SSL renegotiation is helpful when the routine SSL session is already established and the client authentication has to take place. For example, say you are browsing an online shopping site which uses SSL, i.e., HTTPS. Initially, you browse through the site anonymously, add items to the cart, etc. But when you decide to purchase you will be asked to log in to the site, so now the SSL connection needs to be adjusted to allow the authentication. Whatever information is gathered prior to this authentication (e.g., items added to the cart) has to be maintained even after the authentication. So the new SSL session that has to be established uses the already existing connection. Note that renegotiation can be requested either by the client or by the server at any time. For the client to request renegotiation the client sends a “Client Hello” message in the already-established encrypted channel and the server responds with a “Server Hello” and then the negotiation follows the normal handshake process. The server can initiate the renegotiation by sending the client a “Hello Request” message. When the client receives the request, the client sends the “Client Hello” message and the handshake process takes place. This explains the basic SSL renegotiation process.
How is the attack accomplished?
Using the renegotiation attack, an attacker can inject commands into an HTTPS session, downgrade a HTTPS connection to a HTTP connection, inject custom responses, perform denial of service, etc. That explains to some extent how serious the problem is. It is easier to understand how the attack is accomplished through the following example.
The action corresponding to each of the numbers present in the below figure are explained in the order below:
- Assume that a client wants to connect to a online banking site. He initiates the routine TLS handshake process
- The client blocks the request and holds the packets.

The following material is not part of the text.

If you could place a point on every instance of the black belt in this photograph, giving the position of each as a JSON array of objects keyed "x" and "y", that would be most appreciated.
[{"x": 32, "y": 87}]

- The attacker initiates a new session and completes a full TLS handshake.
- The attacker sends a GET request (asking to send money to his account) to the bank application.
- Server asks for renegotiation.
- The TLS handshake initiated at step 1 and blocked by the attacker will now be forwarded to the server, which a new TLS handshake over the previously established encrypted TLS session 2. So the client now is authenticated and has a valid cookie.
- Due to this renegotiation, the server now assumes that the previously sent request in step 4 was actually sent by the client. Hence the request which goes to the server is as follows; it will be interpreted by the server as a legitimate request and then executed.
Ignore the rest: GET /ebanking
One way to fix the renegotiation vulnerability for SSLv3 is to completely disable renegotiation on the server side. As a permanent fix for the vulnerability, a renegotiation indication extension was proposed for TLS that will require the client and server to include and verify information about previous handshakes in any renegotiation handshakes.